A Roth IRA is another good choice. You can always pull out money you put into the Roth without any taxes or penalties as long as you don't touch the earnings.

But, if you want an account to pay bills, neither account is better than a simple checking or savings account. If the amount of money you keep in there is substantial, look around for a good interest rate. Otherwise, look for low fees.
If you are going to take money out, it is better to get a money market account or something. Taking money out of and IRA is taxable income and 10% penalty. Try mutual funds or money markets.

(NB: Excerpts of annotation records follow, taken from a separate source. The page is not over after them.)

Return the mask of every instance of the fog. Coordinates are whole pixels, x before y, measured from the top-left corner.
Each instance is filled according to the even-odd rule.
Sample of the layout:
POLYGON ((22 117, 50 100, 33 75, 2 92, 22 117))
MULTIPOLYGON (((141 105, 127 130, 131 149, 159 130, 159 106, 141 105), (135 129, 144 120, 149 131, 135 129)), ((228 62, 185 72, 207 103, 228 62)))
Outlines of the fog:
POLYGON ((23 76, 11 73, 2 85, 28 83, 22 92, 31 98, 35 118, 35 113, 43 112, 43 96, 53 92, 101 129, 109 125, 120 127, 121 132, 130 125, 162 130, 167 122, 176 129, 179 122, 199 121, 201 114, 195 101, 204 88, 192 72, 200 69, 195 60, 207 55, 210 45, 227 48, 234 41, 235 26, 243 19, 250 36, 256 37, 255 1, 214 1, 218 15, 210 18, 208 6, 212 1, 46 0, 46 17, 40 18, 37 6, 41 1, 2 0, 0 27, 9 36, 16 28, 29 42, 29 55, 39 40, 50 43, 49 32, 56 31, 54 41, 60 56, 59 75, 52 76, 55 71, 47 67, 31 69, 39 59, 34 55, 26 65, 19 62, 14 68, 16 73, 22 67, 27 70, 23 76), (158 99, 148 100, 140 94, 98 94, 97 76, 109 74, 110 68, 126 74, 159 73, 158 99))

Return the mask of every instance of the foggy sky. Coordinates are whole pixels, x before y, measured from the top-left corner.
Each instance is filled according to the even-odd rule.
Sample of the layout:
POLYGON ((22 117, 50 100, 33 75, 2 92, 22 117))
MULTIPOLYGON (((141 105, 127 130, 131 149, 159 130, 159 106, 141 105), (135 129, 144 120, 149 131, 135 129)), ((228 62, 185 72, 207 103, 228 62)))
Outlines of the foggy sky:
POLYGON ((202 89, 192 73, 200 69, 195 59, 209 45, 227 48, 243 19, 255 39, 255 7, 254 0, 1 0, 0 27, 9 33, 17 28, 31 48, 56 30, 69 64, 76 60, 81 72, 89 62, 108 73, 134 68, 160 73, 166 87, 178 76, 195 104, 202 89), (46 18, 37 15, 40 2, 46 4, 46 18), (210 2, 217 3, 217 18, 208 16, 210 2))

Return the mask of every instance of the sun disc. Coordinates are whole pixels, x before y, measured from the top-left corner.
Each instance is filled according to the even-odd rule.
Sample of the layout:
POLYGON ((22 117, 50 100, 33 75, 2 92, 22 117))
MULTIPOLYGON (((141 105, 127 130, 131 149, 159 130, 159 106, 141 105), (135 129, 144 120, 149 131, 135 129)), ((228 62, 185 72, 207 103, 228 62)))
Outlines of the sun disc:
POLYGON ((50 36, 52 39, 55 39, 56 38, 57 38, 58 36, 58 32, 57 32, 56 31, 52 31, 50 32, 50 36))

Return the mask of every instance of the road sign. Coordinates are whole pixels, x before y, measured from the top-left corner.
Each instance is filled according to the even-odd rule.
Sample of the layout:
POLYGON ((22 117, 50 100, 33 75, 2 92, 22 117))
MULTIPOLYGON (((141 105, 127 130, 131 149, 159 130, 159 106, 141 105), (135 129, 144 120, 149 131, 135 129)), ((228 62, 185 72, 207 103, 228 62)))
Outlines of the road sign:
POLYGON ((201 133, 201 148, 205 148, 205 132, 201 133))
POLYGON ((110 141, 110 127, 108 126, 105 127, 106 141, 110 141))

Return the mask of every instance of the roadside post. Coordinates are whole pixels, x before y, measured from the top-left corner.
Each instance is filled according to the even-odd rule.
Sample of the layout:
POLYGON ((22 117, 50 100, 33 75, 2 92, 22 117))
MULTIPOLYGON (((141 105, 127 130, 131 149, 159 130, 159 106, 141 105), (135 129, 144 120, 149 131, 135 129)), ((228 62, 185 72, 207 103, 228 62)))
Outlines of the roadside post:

Better to have both IRA and non IRA accounts. The money earned withing the account can acculuate tax free until such time as you withdraw it. Try not to touch it early due to the penalty. Have a non IRA account for purposes of using the money otherwise.
The idea of an Individual Retirement Account (IRA) is to segregate retirement investment money from normal money (see link 1). You can't touch this stuff except in an emergency, major emergency, and even then you have penalties (see link 3). If you put money into an IRA, kiss it good by until you are ready to take it out during your retirement (see link 2).

Think of it like making really risky speculations or gambling--set aside only that which you can afford to lose. The beauty of an IRA is that, unless you invest in stuff like Enron and WorldCom, you don't lose this money, it is there when you are ready to retire.
If you are older than 59 1/2 and you are not holding the stocks for more than a year, it is a great idea because the only tax liability is on what you withdraw. This means that you can reinvest your capital gains tax deferred - they will be taxed as ordinary income when you withdraw. I do this pretty frequently.